When you’ve got your green building innovation installed in the backyard of U.S. Green Building Council founder David Gottfried, you know you’re doing something right. The innovation is the HOG rainwater harvesting system, and the inventor is Australian architect Sally Dominguez.
The American Institute of Architects (AIA) reports that the inspiration for Dominguez’s rainwater harvesting system came to her while working on residential infill projects in inner-city Sydney. The long-term water supply of this city, like so many Down Under, is far from secure — there is, after all, a reason that Australia is known worldwide as the front-runners in rainwater harvesting. But despite some innovative large-scale solutions the city has been exploring in recent years, she found that all of the rainwater storage systems available to the individual building owner at the time were designed for rural use. Due to their scale and shape — think wide, round steel tanks with storage capacity running upwards of 1,000 gallons — just weren’t appropriate for dense urban areas.
The first Rainwater HOG tank debuted in Australia back in 2005, at a time when rainwater was still considered gray water (i.e., used household water). Thus the name: H2O Grey, or H2OG, or HOG. Now a version of the tank manufactured in the U.S. is available to the U.S. market, where the system has gained widespread popularity among green builders and architects in recent years. (The Rainwater HOG is also catching on in the growing market for such systems in Singapore and Japan.)
Both Dominguez and Rainwater HOG are now based in San Francisco, where her system caught the eye of Jeff King, a local green-building contractor. He made use of Rainwater HOG tanks in a 3.5-foot-high crawlspace in the cellar of his own home.
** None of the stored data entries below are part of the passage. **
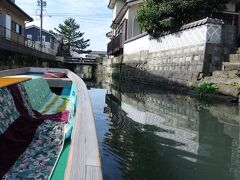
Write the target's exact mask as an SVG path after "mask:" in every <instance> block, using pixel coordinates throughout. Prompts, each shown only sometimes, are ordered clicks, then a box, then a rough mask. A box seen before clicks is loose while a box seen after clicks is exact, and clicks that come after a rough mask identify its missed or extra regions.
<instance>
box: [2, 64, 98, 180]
mask: <svg viewBox="0 0 240 180" xmlns="http://www.w3.org/2000/svg"><path fill="white" fill-rule="evenodd" d="M44 72H45V73H46V72H47V73H49V72H51V74H50V75H51V77H53V78H44V77H43V76H44ZM54 73H56V77H55V75H54ZM63 74H65V75H66V77H65V78H58V77H59V76H58V75H61V77H63V76H62V75H63ZM46 83H47V85H46ZM16 84H17V85H16ZM47 86H48V87H47ZM4 88H5V89H6V88H8V90H7V91H5V92H10V93H11V95H9V97H10V96H12V97H13V98H12V99H13V100H14V103H15V106H16V109H17V110H18V108H20V109H21V108H22V107H25V106H26V107H27V106H29V108H25V111H28V115H27V117H29V114H30V113H29V112H31V113H32V114H33V117H34V118H36V119H37V120H39V121H40V120H41V123H39V124H40V125H38V126H37V127H36V131H34V136H33V138H32V139H31V142H30V144H29V145H28V146H27V148H26V149H24V151H23V152H22V153H21V155H20V156H18V158H17V159H16V161H15V162H14V164H12V165H11V167H9V168H8V171H6V172H5V174H4V176H3V178H4V179H17V178H19V179H27V178H28V177H31V176H34V177H33V178H36V177H38V178H39V179H54V173H59V172H56V171H58V170H57V168H56V166H57V163H58V162H59V161H60V160H61V153H62V150H63V146H64V142H65V141H64V139H65V138H64V137H65V136H68V138H70V139H71V141H70V146H69V152H68V155H67V162H66V167H65V168H64V172H62V173H63V175H62V176H64V179H67V180H68V179H72V180H76V179H82V180H85V179H88V180H91V179H96V180H98V179H99V180H101V179H102V171H101V162H100V157H99V149H98V141H97V136H96V128H95V123H94V118H93V112H92V107H91V102H90V98H89V95H88V91H87V88H86V85H85V83H84V82H83V81H82V80H81V78H80V77H79V76H77V75H76V74H74V73H73V72H71V71H69V70H67V69H54V68H19V69H13V70H5V71H0V94H1V90H2V91H3V90H4ZM14 88H15V89H14ZM48 88H50V89H51V91H55V92H58V94H59V92H61V94H60V95H64V96H65V97H64V98H66V99H67V101H71V102H72V105H71V106H70V108H69V107H68V105H66V104H65V106H64V108H62V109H61V108H60V110H59V109H56V108H55V110H53V109H54V108H53V107H54V105H53V103H54V102H56V101H57V100H56V99H58V98H59V97H60V96H58V95H56V94H54V95H53V93H52V92H50V94H51V97H47V96H46V97H47V98H46V97H44V96H45V95H46V94H48V93H49V92H48ZM16 92H20V93H17V94H16ZM64 92H65V93H64ZM44 93H45V94H44ZM18 96H21V98H18ZM25 96H26V97H27V98H26V100H23V99H24V98H25ZM44 98H45V100H43V99H44ZM51 98H52V100H51V101H50V100H49V99H51ZM64 98H62V97H61V98H59V99H61V101H63V100H62V99H64ZM2 99H3V98H2ZM5 99H6V98H5ZM15 99H17V100H18V99H20V100H22V101H23V102H22V101H21V102H22V105H19V103H17V104H16V101H15ZM46 99H47V100H49V101H46ZM53 99H55V100H53ZM8 100H9V99H8ZM35 101H36V102H35ZM4 102H7V101H6V100H5V101H4V100H2V101H1V96H0V107H1V103H2V106H4V107H6V106H5V105H4ZM9 102H10V101H8V102H7V103H9ZM17 102H19V101H17ZM46 102H47V103H46ZM20 104H21V103H20ZM26 104H27V105H26ZM63 104H64V103H63ZM67 104H69V102H67ZM70 104H71V103H70ZM8 105H10V106H11V107H10V106H9V108H8V109H7V108H5V110H6V112H8V114H7V115H9V112H11V111H10V109H11V108H13V107H15V106H14V105H11V103H10V104H8ZM30 106H31V107H30ZM32 106H33V107H34V108H33V107H32ZM58 107H60V106H59V105H58ZM62 107H63V106H62ZM67 107H68V108H67ZM16 109H15V110H16ZM36 109H37V110H38V111H36V113H35V110H36ZM63 109H65V110H67V111H68V113H69V114H70V115H69V114H68V116H67V117H68V118H67V119H68V123H67V125H66V124H64V122H63V121H61V120H60V119H61V118H62V119H63V117H65V116H64V115H63V111H62V110H63ZM25 111H24V112H25ZM58 111H61V112H58ZM19 112H20V111H19ZM39 112H41V113H39ZM4 113H5V112H4V111H3V112H0V120H1V116H3V117H4V116H6V115H5V114H4ZM38 113H39V115H38ZM52 113H55V115H53V116H54V117H53V116H51V115H52ZM59 113H60V114H61V113H62V114H61V116H59ZM23 114H24V113H23ZM46 114H47V115H46ZM20 115H21V112H20ZM10 116H11V114H10ZM23 116H24V117H25V115H23ZM51 117H52V118H51ZM54 118H55V121H54V120H52V119H54ZM12 119H13V122H12V124H11V123H7V127H5V129H4V130H3V131H2V132H1V130H0V133H2V134H0V146H1V142H2V141H4V138H5V139H6V137H8V136H9V133H8V131H10V132H11V129H14V128H13V126H14V125H15V124H16V121H14V118H12ZM49 119H51V120H49ZM71 119H72V120H73V121H74V122H73V123H72V131H71V130H69V129H68V131H66V127H67V126H68V125H69V122H72V121H71ZM34 120H35V119H34ZM42 122H44V123H45V124H44V123H42ZM31 123H36V122H35V121H31ZM46 124H47V125H46ZM63 124H64V125H63ZM0 126H1V123H0ZM27 127H28V126H27ZM45 127H46V129H45ZM62 127H64V130H65V131H64V132H63V128H62ZM70 127H71V126H70ZM0 129H1V128H0ZM9 129H10V130H9ZM70 129H71V128H70ZM48 130H49V131H48ZM15 131H16V128H15V130H14V133H15V136H16V137H17V138H18V135H16V132H20V136H21V133H27V131H28V129H20V130H19V129H17V131H16V132H15ZM45 131H47V133H48V134H47V135H48V137H45V136H46V132H45ZM29 132H31V130H29ZM49 132H50V133H49ZM56 132H60V133H56ZM44 133H45V136H44ZM63 133H64V135H63V136H62V134H63ZM70 133H71V135H70ZM10 134H11V133H10ZM59 134H60V135H59ZM15 136H14V137H15ZM70 136H71V137H70ZM36 137H37V138H36ZM43 137H45V139H44V138H43ZM8 138H9V137H8ZM11 138H12V136H11ZM11 138H10V139H11ZM39 138H40V139H39ZM41 138H42V139H41ZM12 139H14V138H12ZM68 141H69V140H68ZM49 142H50V143H49ZM18 143H19V142H18ZM45 144H46V147H45ZM60 147H61V148H60ZM43 148H45V149H43ZM46 148H48V149H49V151H53V150H54V149H57V150H56V151H54V152H55V154H53V156H48V155H46V156H45V155H44V154H43V151H44V150H46ZM10 149H11V148H10ZM13 152H14V151H13ZM41 153H42V154H41ZM3 154H4V153H3ZM31 154H34V157H31ZM45 154H48V152H47V153H45ZM2 156H4V155H2ZM0 157H1V156H0ZM30 162H31V163H30ZM26 164H27V165H26ZM49 164H50V165H49ZM42 170H43V172H44V173H45V174H43V172H42V173H41V172H40V171H42ZM0 171H1V168H0ZM45 171H46V172H45ZM59 171H62V169H60V170H59ZM3 172H4V171H3ZM60 173H61V172H60ZM55 179H56V178H55Z"/></svg>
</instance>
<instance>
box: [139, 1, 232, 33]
mask: <svg viewBox="0 0 240 180" xmlns="http://www.w3.org/2000/svg"><path fill="white" fill-rule="evenodd" d="M228 1H229V0H144V2H143V3H142V4H141V5H140V9H139V10H138V15H137V20H138V22H139V25H140V26H141V28H142V29H143V30H145V31H146V32H148V34H150V35H151V36H152V37H153V38H157V37H159V36H161V34H162V33H163V32H168V31H175V30H176V29H179V28H180V27H181V26H182V25H184V24H186V23H190V22H192V21H196V20H199V19H201V18H205V17H207V16H211V14H212V13H213V12H215V11H216V10H222V9H224V8H225V4H226V3H227V2H228Z"/></svg>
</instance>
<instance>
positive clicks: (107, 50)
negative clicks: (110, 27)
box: [107, 34, 124, 55]
mask: <svg viewBox="0 0 240 180" xmlns="http://www.w3.org/2000/svg"><path fill="white" fill-rule="evenodd" d="M123 42H124V41H123V36H122V34H119V35H117V36H116V37H114V38H113V39H112V40H111V41H110V42H109V43H108V46H107V54H108V55H119V54H122V52H123Z"/></svg>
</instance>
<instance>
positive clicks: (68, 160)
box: [0, 67, 103, 180]
mask: <svg viewBox="0 0 240 180" xmlns="http://www.w3.org/2000/svg"><path fill="white" fill-rule="evenodd" d="M46 71H51V72H64V73H66V75H67V77H68V78H69V79H70V80H71V81H72V82H73V83H74V84H75V85H76V88H77V109H76V119H75V122H74V126H73V132H72V141H71V146H70V150H69V156H68V162H67V166H66V169H65V174H64V179H66V180H75V179H82V180H85V179H88V180H91V179H94V180H95V179H96V180H102V179H103V176H102V170H101V161H100V155H99V148H98V147H99V146H98V140H97V133H96V125H95V121H94V117H93V111H92V105H91V100H90V97H89V94H88V90H87V87H86V84H85V83H84V82H83V80H82V79H81V78H80V77H79V76H77V75H76V74H75V73H73V72H72V71H70V70H68V69H60V68H34V67H27V68H18V69H10V70H3V71H0V77H3V76H10V75H18V74H26V73H43V72H46Z"/></svg>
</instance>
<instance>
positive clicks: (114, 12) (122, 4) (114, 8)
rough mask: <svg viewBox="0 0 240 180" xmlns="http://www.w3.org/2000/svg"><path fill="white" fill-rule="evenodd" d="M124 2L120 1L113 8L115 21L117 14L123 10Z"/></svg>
mask: <svg viewBox="0 0 240 180" xmlns="http://www.w3.org/2000/svg"><path fill="white" fill-rule="evenodd" d="M123 6H124V2H123V1H121V0H118V1H117V2H116V4H115V6H114V8H113V20H114V19H115V18H116V16H117V14H118V13H119V12H120V10H121V9H122V8H123Z"/></svg>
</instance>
King notes that he could have used a traditional tank storage system, but he would have had to install it first, and then build around it. “The water HOGs gave us the flexibility to bring in the tanks at the appropriate time in the job, and they also gave us the flexibility to add to and subtract from the size of the system,” King told the AIA. “I knew I could do whatever I wanted to with the HOGs, as opposed to being committed to digging a giant hole for a 450-gallon tank.”